While prior to the surgery Miller had thought the liver she was receiving was from an organ donor who had died, post-surgery she was informed that her new liver was actually from a live donor, who happened to be right down the hall from her in the hospital and wanted to meet.
Christina Benjamin, whose partner, Brandon, was born with a liver disease, had started the process of becoming a living donor to help him get off the waitlist. However, her blood type was not a compatible match for the donation. But when Brandon did find a match, she decided to still go through with the donation so they could go through the experience together.
“We were both able to go to each other for what was happening,” Benjamin shared. “If I felt a pain, I’d ask Brandon about it and he would say, ‘Oh yeah, that’s normal. I have the same thing.’ We were both suffering and in pain, but it just made it more meaningful that we were able to do it together and heal together.”
One day while in the hospital, a nurse took Benjamin out for her daily walk. But it wasn’t just any regular walk down the hall. She started to notice the nurse was pushing her to go farther than she previously had, and before she could piece together why, she was in front of Brandon, who proposed doing the rest of their lives together, not just surgery.
In addition to gaining a fiancé, Benjamin also gained another family member.
“It was an amazing feeling,” Benjamin said about getting to meet the woman whose life she helped save. “Because Peggy lost her son, one of the first things she said to us (Benjamin and Brandon) was that she gained children. And that was probably the most heartwarming thing. After everything that she went through, everything she experienced, to be considered as her family member, that’s truly amazing.”
“I told her when I saw her come into my hospital room for the first time that I felt that she was an angel sent to me by God,” Miller said. “Her life definitely has a purpose. Her heart and her soul are as beautiful as she is. How a complete stranger would make that type of sacrifice — I am truly blessed to have her in my life.”
Still, not many people are aware that they can make the same sacrifice that Benjamin did.
“The problem with living donor liver transplants is that most people don’t know about it or are not made aware that it’s an option,” Humar explained. “We often hear from patients who are at the last stages or who are recovered from other programs, and they say, ‘Oh, I never knew that this was an option that my family member could be a donor for myself. Otherwise, I would have asked them.’ It’s probably one of the most important aspects of living donor liver transplants, this general awareness of it so that people know that it’s an option.”

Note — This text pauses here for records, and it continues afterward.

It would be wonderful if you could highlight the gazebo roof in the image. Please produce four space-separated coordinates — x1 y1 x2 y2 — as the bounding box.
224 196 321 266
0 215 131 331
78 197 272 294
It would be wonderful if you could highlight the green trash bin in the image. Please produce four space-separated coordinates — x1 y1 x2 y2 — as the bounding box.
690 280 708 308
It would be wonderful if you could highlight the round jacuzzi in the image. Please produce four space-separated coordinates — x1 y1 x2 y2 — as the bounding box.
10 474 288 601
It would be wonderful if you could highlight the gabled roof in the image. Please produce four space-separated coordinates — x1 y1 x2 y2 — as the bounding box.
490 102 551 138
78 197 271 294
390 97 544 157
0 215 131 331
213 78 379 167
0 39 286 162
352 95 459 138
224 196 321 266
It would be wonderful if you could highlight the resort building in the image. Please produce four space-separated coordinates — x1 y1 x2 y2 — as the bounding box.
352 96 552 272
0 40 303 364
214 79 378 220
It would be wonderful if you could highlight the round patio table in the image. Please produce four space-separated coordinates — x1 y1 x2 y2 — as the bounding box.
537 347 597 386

Humar further explained that the majority of transplanted livers in the United States come from a deceased donor. However, living donations tend to be more common for kidneys because a donor has two, which means removing one can be easier than removing part of a liver. Since the liver can regenerate within six to eight weeks, it is possible to donate a certain portion of it.
For Miller, Benjamin’s selfless donation has encouraged her to share her story more and to bring awareness to the opportunities for living donations.
“Be a hero. It not only affects that individual, but the entire support group that was supporting that individual. You would be a hero to many, many people, not just the recipient,” Miller said. “Leave your mark. Leave your love and your generosity.”